Some reviewers object to what they perceive as a two-dimensional portrayal of Britain's evolving political scene, symbolized by Giles as school bully and jeering bigot turned Brexiteer villain. Other reviewers are more sympathetic, seeing such stark contrasts as an understandable literary response to recent events. Thus Charlie Tyson, writing for the Los Angeles Review of Books, identifies in the novel a "cry of pain against an England descending into bleak, stiff-jawed chauvinism."
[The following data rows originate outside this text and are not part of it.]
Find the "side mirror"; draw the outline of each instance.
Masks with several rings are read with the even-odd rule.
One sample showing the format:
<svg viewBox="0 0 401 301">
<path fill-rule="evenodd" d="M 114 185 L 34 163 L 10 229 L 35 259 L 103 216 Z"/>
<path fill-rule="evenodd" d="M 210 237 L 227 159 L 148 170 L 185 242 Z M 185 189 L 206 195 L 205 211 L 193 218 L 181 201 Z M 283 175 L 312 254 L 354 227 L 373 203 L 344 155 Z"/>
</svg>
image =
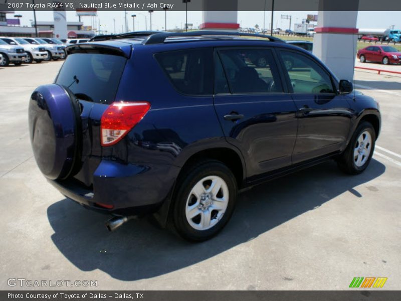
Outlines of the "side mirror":
<svg viewBox="0 0 401 301">
<path fill-rule="evenodd" d="M 353 85 L 350 81 L 346 79 L 342 79 L 340 81 L 340 94 L 348 94 L 352 92 L 353 90 Z"/>
</svg>

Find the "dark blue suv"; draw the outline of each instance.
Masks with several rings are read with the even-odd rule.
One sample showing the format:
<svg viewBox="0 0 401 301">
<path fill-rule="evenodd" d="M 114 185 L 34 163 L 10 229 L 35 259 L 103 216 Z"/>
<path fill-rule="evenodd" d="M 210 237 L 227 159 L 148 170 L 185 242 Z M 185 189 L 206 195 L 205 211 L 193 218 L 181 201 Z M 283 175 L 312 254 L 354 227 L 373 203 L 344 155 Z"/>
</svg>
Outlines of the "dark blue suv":
<svg viewBox="0 0 401 301">
<path fill-rule="evenodd" d="M 109 230 L 151 213 L 205 240 L 240 190 L 327 159 L 352 174 L 369 164 L 377 103 L 308 51 L 224 32 L 93 40 L 33 93 L 30 134 L 49 182 L 114 215 Z"/>
</svg>

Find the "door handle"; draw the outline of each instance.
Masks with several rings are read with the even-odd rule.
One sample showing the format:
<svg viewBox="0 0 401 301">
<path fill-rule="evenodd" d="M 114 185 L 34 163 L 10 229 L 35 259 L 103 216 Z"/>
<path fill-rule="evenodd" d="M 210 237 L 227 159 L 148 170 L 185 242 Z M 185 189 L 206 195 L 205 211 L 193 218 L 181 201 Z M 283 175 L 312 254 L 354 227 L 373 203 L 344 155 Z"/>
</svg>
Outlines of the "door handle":
<svg viewBox="0 0 401 301">
<path fill-rule="evenodd" d="M 244 116 L 242 114 L 229 114 L 229 115 L 225 115 L 224 119 L 226 120 L 236 121 L 242 119 L 244 117 Z"/>
<path fill-rule="evenodd" d="M 309 112 L 313 111 L 313 109 L 312 108 L 310 108 L 308 107 L 307 105 L 304 105 L 302 108 L 298 110 L 300 113 L 309 113 Z"/>
</svg>

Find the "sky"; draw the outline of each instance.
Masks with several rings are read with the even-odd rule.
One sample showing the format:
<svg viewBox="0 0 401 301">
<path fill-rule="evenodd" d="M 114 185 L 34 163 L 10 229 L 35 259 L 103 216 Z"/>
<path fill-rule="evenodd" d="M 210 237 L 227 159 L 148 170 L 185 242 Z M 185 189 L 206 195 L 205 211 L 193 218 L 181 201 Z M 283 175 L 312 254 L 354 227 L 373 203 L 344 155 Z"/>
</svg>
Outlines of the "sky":
<svg viewBox="0 0 401 301">
<path fill-rule="evenodd" d="M 33 13 L 31 12 L 18 12 L 22 15 L 21 19 L 22 26 L 31 26 L 30 20 L 34 19 Z M 69 22 L 78 21 L 75 12 L 67 12 L 67 19 Z M 281 15 L 291 15 L 292 16 L 291 27 L 293 29 L 293 24 L 300 23 L 302 19 L 306 18 L 308 14 L 317 14 L 317 12 L 275 12 L 273 21 L 273 28 L 277 27 L 285 30 L 288 28 L 289 20 L 282 20 Z M 132 31 L 133 20 L 131 15 L 136 15 L 135 18 L 135 30 L 145 30 L 145 20 L 147 21 L 147 29 L 150 29 L 150 20 L 149 14 L 146 12 L 127 12 L 127 19 L 128 26 L 128 31 Z M 152 29 L 153 30 L 163 30 L 164 29 L 164 12 L 155 12 L 152 14 Z M 263 28 L 264 23 L 263 12 L 239 12 L 238 22 L 243 28 L 255 27 L 258 24 L 260 28 Z M 391 25 L 394 25 L 396 29 L 401 28 L 401 18 L 399 18 L 399 12 L 359 12 L 358 14 L 357 28 L 374 28 L 385 29 Z M 266 12 L 265 25 L 266 29 L 270 28 L 271 22 L 271 12 Z M 37 21 L 50 21 L 53 20 L 52 12 L 37 12 Z M 8 14 L 7 18 L 14 18 L 13 14 Z M 115 20 L 115 31 L 119 33 L 125 27 L 124 12 L 98 12 L 98 16 L 96 18 L 90 17 L 82 17 L 81 21 L 84 25 L 93 25 L 94 19 L 95 19 L 96 27 L 100 24 L 100 29 L 103 31 L 107 31 L 108 33 L 114 31 L 114 23 Z M 185 12 L 167 12 L 167 23 L 168 29 L 174 28 L 182 28 L 185 22 Z M 188 12 L 188 23 L 193 24 L 197 27 L 202 23 L 202 12 Z M 340 26 L 340 25 L 339 25 Z"/>
</svg>

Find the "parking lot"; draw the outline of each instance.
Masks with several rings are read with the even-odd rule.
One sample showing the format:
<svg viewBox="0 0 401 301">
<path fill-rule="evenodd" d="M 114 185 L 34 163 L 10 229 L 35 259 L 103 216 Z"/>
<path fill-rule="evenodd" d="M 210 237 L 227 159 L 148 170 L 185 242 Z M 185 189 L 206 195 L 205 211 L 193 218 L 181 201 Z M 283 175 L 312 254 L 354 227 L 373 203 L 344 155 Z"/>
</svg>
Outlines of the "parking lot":
<svg viewBox="0 0 401 301">
<path fill-rule="evenodd" d="M 147 219 L 110 233 L 107 216 L 47 182 L 31 149 L 28 100 L 62 63 L 0 68 L 0 288 L 32 289 L 8 284 L 24 278 L 97 281 L 50 287 L 64 289 L 348 289 L 354 277 L 384 277 L 382 289 L 401 289 L 401 74 L 355 72 L 382 117 L 364 173 L 328 162 L 257 187 L 240 195 L 219 235 L 191 244 Z"/>
</svg>

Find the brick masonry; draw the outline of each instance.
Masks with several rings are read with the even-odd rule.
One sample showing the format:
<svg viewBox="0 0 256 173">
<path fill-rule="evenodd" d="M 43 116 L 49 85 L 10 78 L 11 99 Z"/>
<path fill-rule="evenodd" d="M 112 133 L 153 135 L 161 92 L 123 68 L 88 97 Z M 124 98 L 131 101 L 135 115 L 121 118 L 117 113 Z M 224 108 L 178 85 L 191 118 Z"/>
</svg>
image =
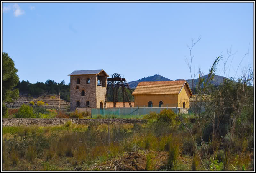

===Character development===

A few reviewers find that some or all of the characters in Our Evenings lack depth. Sam Worley, writing in Vulture, suggests "young Dave doesn’t quite come alive," although he finds greater interest in the older Dave, when he "develops crushes, bombs a crucial college exam, and, accepting that his life’s path will be different than that of his boarding-school mates, joins an experimental theater troupe." Simon Schama also suggests to his readers that "when you close the book, you’re not going to miss [the characters of Our Evenings] that much."

Other reviewers are entirely positive: Hamilton Cain, writing in the New York Times, finds "Dave [to be] a captivating protagonist, threading narrative lines as Hollinghurst skewers the hidden and not-so-hidden bigotries that define Britain." Similarly, Michael Cart, writing for Booklist, finds Our Evening's characters to be "complex" and "multi-dimensional."

===Structure of novel===

Some reviewers note the episodic nature of the novel. Critical response to this varies. Simon Schama is disappointed by the lack of underlying structure and momentum. The author of a review in Kirkus Reviews, on the other hand, finds that the "expansive architecture of this book fluidly slips you from one phase of David's life to the next."